When it comes to smartphones, the manufacturer Fairphone is known for their user-repairable phones. Sadly, they're currently unavailable in North America. That being said, I believe that they've removed the 3.5mm headphone jack from their latest model, which means I wouldn't buy it anyway--I'm never making that mistake again. (After my current phone dies, I'm done with flagship phones until they bring back the headphone jack.)
However, earlier this year, Nokia released the G22, a cheap, repairable phone that has a headphone jack and microSD card support for up to 2 TB. (I'm currently talking myself down from a desire to sell my loathed Galaxy S22+ and getting this instead—or even downgrading to my old Moto G Power. I just envy that sweet, sweet 3.5 mm headphone jack and expandable memory. But I know that it's better, environmentally and financially, to keep using the phone I have for as long as humanly possible.)
Anyway, what I'm trying to say is that users don't want devices that are as thin as modern science can make them. We want repairable, good quality, long-lasting, and affordable devices. They're better for our wallets, our convenience, and the environment. And some manufacturers are beginning to realize that, at least.
There are alternatives
I've been talking a lot about new devices. I believe that all new devices should be modular, user-repairable, and built to last, with support and security updates that last for a very, very long time. But new devices aren't the only solution.
I mentioned that many old devices that were better and more repairable that modern ones. So why not just buy old ones?
I love this article in Low-Tech Magazine about ways to cheaply purchase and upgrade old laptops for use today, detailing the author's strategy for doing so and workflow on old devices. (Hint: a lightweight Linux distro is key. The writer also has an ingenious backup workflow using SD cards.) It also talks about embodied energy—that is, the energy and materials that it takes to create a device—and why buying used tech saves not just money but resources.

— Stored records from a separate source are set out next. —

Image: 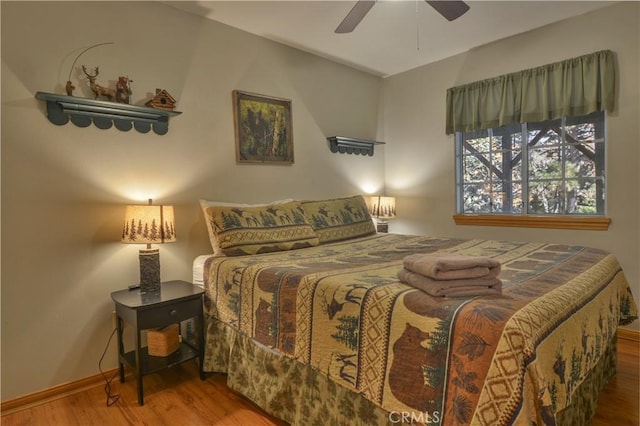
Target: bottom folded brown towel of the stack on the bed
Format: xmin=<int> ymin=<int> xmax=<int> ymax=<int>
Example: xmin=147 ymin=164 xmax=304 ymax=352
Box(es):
xmin=398 ymin=269 xmax=502 ymax=297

As a sidenote, Low-Tech Magazine is an awesome website that you should check out. It's solar powered, meaning that it's hosted on a server powered by solar panels on someone's balcony in Barcelona. It's fascinating to read about what they've done to optimize that, such as dithering images to save bandwidth and energy use. But the site can have downtime in bad weather, and it has a battery indicator on every page indicating how much is left. (Check out this article about the sustainability of a solar-powered website and this article about the process of rebuilding the website.)
I also recommend the awesome solarpunk Substack Sunshine and Seedlings. It introduced me to the concept of permacomputing, which is about "maximizing of hardware lifespans, minimizing energy use and focussing on the use of already available computational resources." It's an awesome read if you're interested in solarpunk ideas, DIY, and tech.

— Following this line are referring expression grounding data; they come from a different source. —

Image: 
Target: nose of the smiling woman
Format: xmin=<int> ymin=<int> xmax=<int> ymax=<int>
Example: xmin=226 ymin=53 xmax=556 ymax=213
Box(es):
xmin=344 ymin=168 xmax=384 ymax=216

I really love the idea of permacomputing, and the only reason why I went with a used Framework laptop over a used older laptop with Linux installed is because some of the software I use for work is resource-intensive (so not ideal for older hardware) and not available for Linux.
But it's a cheap and affordable solution that'll work for many users, and I'm glad there are resources online that encourage people to think creatively, especially in the face of an industry and society that tries to convince us that everything is disposable.